Perhaps the “object” can locate the electronic in the social and cultural context of everyday life. It could link the richness of material culture with the new functional; and expressive qualities of electronic technology.”

p33

“A range of possibility exists between the ideas of the “pet” and the “alien”. While the pet offers familiarity, affection, submission and intimacy, the alien is the pet’s opposite, misunderstood and ostracised”

p71

“In the case of electronic products, hte “unique qualities” of the object of interaction is their potential as an electronic product to persuade the users as protagonists, through the user’s use of the object, to generate a narrative space where the understanding of the experience is changed or enlarged. By using the object, the protagonist enters a space between desire and determinism, a bizarre world of the “infra-ordinary” where strange stories show that truth is indeed stranger than fiction, and that our conventional experience of everyday life through electronic products is aesthetically impoverished.”

p89

“The space of the model lies on the border between representation and actuality. Like the frame of a painting, it demarcates a limit between the work and what lies beyond. And like the frame, the model is neither wholly inside or wholly outside, neither pure representation nor transcendent object. It claims a certain autonomous objecthood, yet this condition is always incomplete. The model is always a model of. The desire of the model is to act as a simulacrum of another object, as a surrogate which allows for imaginative occupation. (Hubert, `1981)”

p90

“From a product design point of view these models lack industrial realism; they look like craft objects, hand-made and probably one-off. But an expanded view of the conceptual design model might regard it as embodying the essence of the design idea, a “genotype” rather than a prototype, constructed from the materials at hand. If taken up for mass manufacture its construction and structure would undoubtedly change. The object’s “content” or “genes” are important, not it’s appearance. In the context of design, the conceptual model as genotype rather than prototype could allow it to function more abstractly by deflecting attention from an aesthetics of construction to an aesthetics of use.”

p101

“It might seem strange to write about radio, a long-established medium, when discussion today centres on cyberspace, virtual reality, networks, smart materials and other electronic tehcnologies. But radio, meaning part of the electromagnetic spectrum is fundamental to electronics. Objects not only “dematerialise” into software in response to minituarisation and replacement by services but literally dematerialise into radiation. All electronic products are hybrids of radiation and matter. This chapter does not discuss making the invisible visible or visualising radio, but explores the links between the material and the immaterial that lead to new aesthetic possibilities for life in an electromagnetic environment. Whereas cyberspace is a metaphor that spatialises what happens in computers distributed around the world, radio space is actual and physical, even though our senses detect only a tiny part of it.”

p111

“Objects designed to straddle both material and immaterial domains arouse curiosity about the fit between these worlds. Many military aircraft are now “teledynamic”, designed to fly undetected through fields of radar-frequency radiation. But teledynamic forms are not aerodynamic and to remain airborne their outline needs to be constantly adjusted by a computer. These aircraft fly through fusions of abstract digital, hertzian and atmospheric spaces.

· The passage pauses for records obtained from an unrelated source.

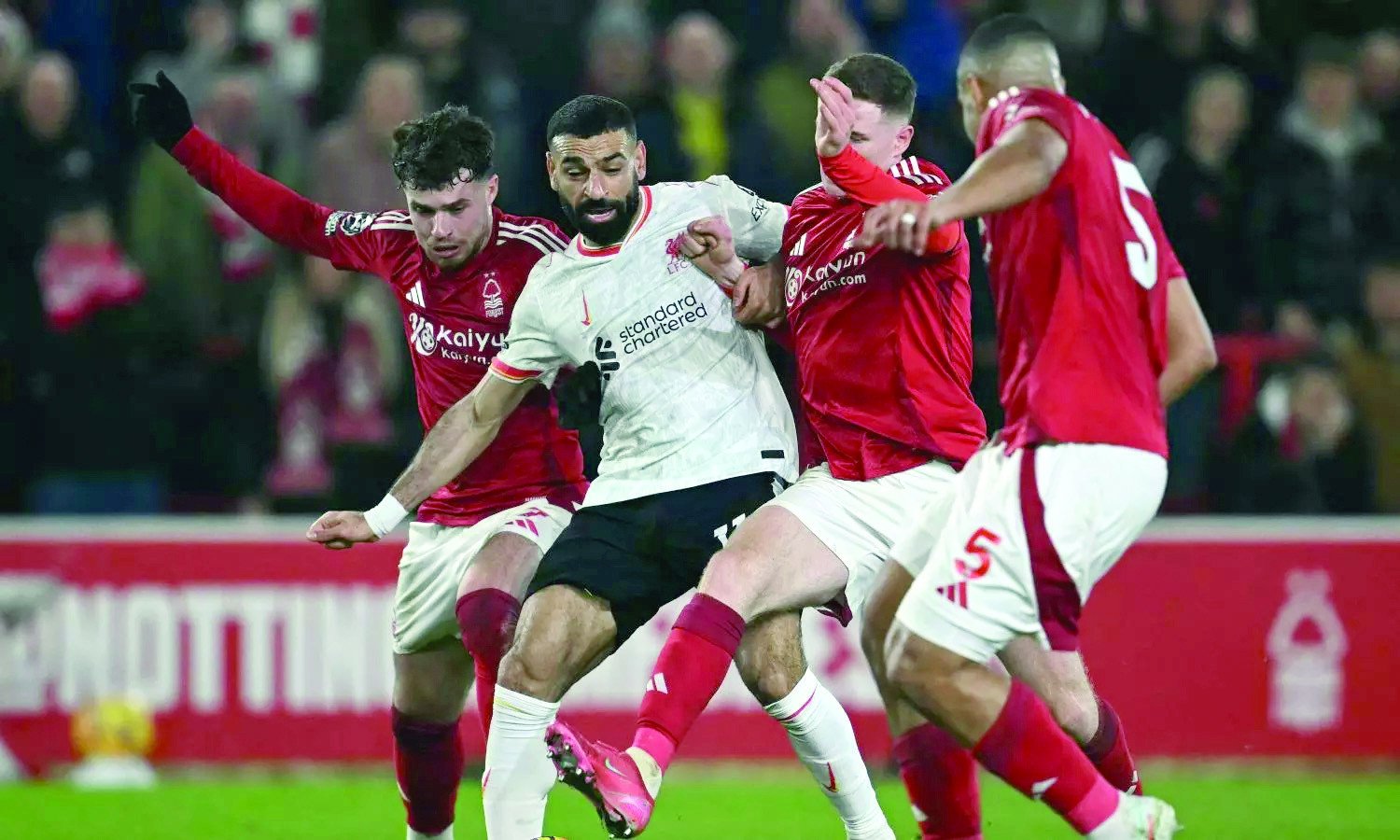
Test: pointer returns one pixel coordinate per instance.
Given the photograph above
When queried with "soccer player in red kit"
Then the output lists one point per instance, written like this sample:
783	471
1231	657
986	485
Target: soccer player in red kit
456	265
1098	329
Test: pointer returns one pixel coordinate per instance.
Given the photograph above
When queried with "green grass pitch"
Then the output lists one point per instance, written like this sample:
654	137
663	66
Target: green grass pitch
699	804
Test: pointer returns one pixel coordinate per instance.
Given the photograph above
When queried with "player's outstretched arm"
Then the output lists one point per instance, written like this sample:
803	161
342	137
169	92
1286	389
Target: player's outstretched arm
1016	168
1190	349
756	290
161	114
455	441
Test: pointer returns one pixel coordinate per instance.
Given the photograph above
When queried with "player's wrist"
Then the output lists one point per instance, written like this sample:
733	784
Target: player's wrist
385	515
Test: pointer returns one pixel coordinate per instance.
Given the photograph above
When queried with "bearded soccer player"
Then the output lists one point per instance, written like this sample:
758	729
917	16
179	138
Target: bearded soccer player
1098	330
456	265
697	434
884	355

Objects that I call “radiogenic” function as unwitting interfaces between the abstract space of eletomagnetism and the material cutlures of everyday life revealing unexpected points of contact between them.”

p111

“Aerialness” is a quality of an object considered in relation to the electromagneic environment. Even the human body is a crude monopole aerial. Although in theory precise laws govern the geometry of aerials, in reality it is a black art, a fusion of the macro world of perception and the imperceptible world of micro-electronics.”